How we Benchmark Flint OS
With the recent news that Google is retiring the Octane benchmark now seemed like the perfect time to post some thoughts on the state of benchmarking and how we decide what to optimise for.
When optimising Flint OS we have always looked to ensure the best overall experience not just maxing out a particular benchmark. This includes looking at various aspects of a user’s interaction with the OS such as the startup time, page loading, video playback, memory intensive situations and more.
As discussed in many posts by the v8 team over the past year or so they have been developing a benchmarking process that more accurately represents the real world performance of a user’s typical browsing experience. This fantastic picture below from @tverwaes at the BlinkOn 6 conference really sums up why Octane wasn’t really relevant for real world usage anymore. As we can see the distribution of time in Octane vs. real world web applications is quite different, so optimising for Octane beyond where it is currently, is likely not going to yield any significant improvements in the real world.

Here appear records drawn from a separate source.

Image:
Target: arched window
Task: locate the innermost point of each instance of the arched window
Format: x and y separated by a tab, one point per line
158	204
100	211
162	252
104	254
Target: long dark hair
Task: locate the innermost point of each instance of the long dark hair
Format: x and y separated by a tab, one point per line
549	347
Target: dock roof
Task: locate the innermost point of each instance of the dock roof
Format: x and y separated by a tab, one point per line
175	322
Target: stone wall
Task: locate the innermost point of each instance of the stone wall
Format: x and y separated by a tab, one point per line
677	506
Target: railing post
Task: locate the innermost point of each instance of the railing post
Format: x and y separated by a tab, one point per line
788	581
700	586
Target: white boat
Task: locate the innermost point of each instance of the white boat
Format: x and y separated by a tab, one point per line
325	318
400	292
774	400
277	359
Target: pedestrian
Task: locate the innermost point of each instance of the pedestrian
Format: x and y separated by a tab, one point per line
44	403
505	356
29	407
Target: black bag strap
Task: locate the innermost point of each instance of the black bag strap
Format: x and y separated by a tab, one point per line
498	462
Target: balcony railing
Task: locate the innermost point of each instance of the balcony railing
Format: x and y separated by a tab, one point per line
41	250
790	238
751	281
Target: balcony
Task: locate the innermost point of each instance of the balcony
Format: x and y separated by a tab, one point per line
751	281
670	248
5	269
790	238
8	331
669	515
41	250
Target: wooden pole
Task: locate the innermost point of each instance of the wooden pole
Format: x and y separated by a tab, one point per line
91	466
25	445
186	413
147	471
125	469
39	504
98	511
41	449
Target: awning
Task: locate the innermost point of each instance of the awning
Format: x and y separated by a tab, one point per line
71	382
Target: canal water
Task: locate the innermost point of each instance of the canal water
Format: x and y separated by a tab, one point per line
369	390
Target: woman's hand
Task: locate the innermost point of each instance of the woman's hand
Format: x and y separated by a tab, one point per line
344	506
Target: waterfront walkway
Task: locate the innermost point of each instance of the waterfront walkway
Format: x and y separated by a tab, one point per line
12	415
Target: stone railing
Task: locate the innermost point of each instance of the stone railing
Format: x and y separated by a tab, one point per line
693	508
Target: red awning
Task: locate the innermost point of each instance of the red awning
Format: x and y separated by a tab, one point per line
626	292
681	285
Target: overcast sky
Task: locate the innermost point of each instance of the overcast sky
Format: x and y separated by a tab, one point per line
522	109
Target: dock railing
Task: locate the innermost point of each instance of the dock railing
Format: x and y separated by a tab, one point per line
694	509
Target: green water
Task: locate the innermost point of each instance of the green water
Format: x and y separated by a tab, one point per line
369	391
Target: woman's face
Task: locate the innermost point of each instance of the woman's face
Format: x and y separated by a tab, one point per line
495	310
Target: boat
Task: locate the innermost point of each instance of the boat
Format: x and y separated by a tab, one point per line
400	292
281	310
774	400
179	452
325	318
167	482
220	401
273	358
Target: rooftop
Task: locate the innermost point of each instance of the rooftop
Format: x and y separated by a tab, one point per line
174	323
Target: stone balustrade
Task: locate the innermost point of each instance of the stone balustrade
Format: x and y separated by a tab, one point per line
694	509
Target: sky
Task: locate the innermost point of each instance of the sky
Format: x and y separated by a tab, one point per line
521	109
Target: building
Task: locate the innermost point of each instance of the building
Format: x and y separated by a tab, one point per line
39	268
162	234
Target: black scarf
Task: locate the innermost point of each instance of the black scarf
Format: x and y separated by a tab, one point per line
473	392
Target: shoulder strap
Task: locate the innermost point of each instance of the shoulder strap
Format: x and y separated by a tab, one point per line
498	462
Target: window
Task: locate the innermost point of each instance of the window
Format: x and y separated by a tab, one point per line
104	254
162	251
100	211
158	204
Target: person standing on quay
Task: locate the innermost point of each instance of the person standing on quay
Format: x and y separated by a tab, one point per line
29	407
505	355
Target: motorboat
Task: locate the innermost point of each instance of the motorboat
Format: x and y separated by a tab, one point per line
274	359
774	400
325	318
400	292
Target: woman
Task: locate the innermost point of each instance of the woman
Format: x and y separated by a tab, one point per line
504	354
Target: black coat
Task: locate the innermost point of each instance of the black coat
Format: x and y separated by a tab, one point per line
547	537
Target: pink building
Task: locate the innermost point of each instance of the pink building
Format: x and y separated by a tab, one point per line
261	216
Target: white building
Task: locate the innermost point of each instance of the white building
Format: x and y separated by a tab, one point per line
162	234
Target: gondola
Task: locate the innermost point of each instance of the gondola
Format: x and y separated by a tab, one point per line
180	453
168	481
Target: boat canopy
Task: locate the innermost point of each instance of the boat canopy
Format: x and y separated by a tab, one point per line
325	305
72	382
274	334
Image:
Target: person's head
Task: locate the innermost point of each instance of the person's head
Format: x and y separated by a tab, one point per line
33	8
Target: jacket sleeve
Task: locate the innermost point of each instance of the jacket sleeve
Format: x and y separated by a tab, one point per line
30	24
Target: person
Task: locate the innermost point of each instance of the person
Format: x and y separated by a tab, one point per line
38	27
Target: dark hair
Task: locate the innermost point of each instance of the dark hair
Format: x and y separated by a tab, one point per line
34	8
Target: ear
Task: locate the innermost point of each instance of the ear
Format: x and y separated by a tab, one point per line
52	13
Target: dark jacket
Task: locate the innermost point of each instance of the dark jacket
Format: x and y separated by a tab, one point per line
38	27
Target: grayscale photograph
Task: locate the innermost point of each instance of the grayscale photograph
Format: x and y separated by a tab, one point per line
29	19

In optimising for the Pi every CPU clock is precious and we tried many kernel tweaks, hz values and storage formats and compression. We noticed early on that higher Octane doesn’t necessarily mean better page loading times, in fact, we noticed quite the opposite. Internally we have builds approaching a score of 3,000 in Octane however the page loading and system stability suffered. Eventually we settled on a compromise of around 2600-700.
Going forward we will continue to test by measuring boot time, memory stress testing and video playback. We will also be dropping the Octane benchmark completely in favour of speedometer and jetstream. Hopefully you’ve found this post an interesting read and it’s given some insight into the complex world of OS performance tuning!